Their only real edge, in reliability terms, is that their tiny per-unit cost provides a much lower barrier to having multiple redundant copies(sure, HDDs are better per GB; but have held quite steady at the “a hard drive always costs at least $40” mark for some time now. The size of that $40 HDD has improved substantially, time was when it was a 20-40GB unit, now it’s a 320 or a 500GB; but the price of adding a redundant HDD or storing a backup in a different location is largely fixed, though cost/GB is superb in the larger sizes); and both their cheapness and their WORM status makes writing them and filing them away in cold storage very practical; unlike hard drives, where the per unit cost usually causes you to frequently handle and reuse backup disks, a practice that both reduces their life expectancy(dropping a backup HDD while inserting it for a restore is soul crushing. Never do it.) and makes storing them offsite annoying.

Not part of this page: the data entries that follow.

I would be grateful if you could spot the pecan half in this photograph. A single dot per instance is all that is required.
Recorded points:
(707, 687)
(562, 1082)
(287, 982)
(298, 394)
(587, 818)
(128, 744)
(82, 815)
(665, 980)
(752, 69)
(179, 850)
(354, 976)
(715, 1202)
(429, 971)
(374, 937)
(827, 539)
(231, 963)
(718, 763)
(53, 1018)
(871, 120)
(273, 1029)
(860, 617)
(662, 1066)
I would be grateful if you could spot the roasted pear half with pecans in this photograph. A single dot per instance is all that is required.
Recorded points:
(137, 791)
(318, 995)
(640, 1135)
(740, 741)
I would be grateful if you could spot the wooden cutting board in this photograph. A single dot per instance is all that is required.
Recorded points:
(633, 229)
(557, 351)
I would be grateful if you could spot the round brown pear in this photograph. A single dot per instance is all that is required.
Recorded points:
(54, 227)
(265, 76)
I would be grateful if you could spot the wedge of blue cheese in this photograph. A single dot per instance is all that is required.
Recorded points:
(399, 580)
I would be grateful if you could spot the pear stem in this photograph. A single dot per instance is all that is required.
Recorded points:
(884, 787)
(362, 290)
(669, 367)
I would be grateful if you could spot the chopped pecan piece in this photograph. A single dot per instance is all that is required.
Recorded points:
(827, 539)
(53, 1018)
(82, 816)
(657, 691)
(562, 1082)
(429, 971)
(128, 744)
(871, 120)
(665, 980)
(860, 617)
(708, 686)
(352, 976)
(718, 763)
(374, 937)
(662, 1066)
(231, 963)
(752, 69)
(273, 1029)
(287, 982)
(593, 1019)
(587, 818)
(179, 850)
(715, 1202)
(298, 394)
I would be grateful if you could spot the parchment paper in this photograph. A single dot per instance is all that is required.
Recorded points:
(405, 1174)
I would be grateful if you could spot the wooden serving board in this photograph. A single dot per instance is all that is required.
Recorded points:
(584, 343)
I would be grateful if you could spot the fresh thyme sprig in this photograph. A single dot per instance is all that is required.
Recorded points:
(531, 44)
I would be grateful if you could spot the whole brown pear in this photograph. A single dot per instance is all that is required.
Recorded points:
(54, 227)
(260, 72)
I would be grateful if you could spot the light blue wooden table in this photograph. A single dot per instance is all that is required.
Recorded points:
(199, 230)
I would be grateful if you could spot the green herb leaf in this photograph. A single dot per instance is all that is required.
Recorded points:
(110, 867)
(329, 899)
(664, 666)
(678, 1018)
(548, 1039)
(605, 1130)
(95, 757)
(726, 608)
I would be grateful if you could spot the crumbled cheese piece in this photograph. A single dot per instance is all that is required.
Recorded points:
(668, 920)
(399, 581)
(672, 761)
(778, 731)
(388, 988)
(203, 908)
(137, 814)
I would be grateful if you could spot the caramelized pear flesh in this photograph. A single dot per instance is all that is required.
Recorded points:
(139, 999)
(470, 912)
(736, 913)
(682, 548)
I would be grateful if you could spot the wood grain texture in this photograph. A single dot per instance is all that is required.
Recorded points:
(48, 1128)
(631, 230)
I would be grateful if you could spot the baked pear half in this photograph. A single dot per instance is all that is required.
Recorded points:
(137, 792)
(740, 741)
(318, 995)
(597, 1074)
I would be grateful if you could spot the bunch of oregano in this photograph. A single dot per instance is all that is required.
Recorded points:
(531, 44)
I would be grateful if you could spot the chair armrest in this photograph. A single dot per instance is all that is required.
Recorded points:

Flash drives have superior per-unit costs compared to HDDs; but cost/GB can get unpleasant; and NAND has troubling data retention issues of its own to contend with, so that isn’t as safe as the lack of moving parts would suggest.

Your point about keeping them out of the sun is certainly valid, though. Even the really fancy ‘archival’ disks will die horribly if they get a bit overheated(though, for artistic effect, ‘slumping’ a disk over a form produces a really cool shiny plastic structure and some probably-endocrine-disrupting fumes, so do it outside); and el-cheapo disks may die just because they feel like it(or because some of my badass colleagues just feel like it.)

If properly stored, the better grade of BD-Rs are allegedly fairly durable(RW less so, since the medium has to be easy to state-change back in order to rewrite, so there’s more risk of backsliding over time); but improper storage can kill even good disks within months(hours to minutes if thermal deformation kicks in); and not all disks are good.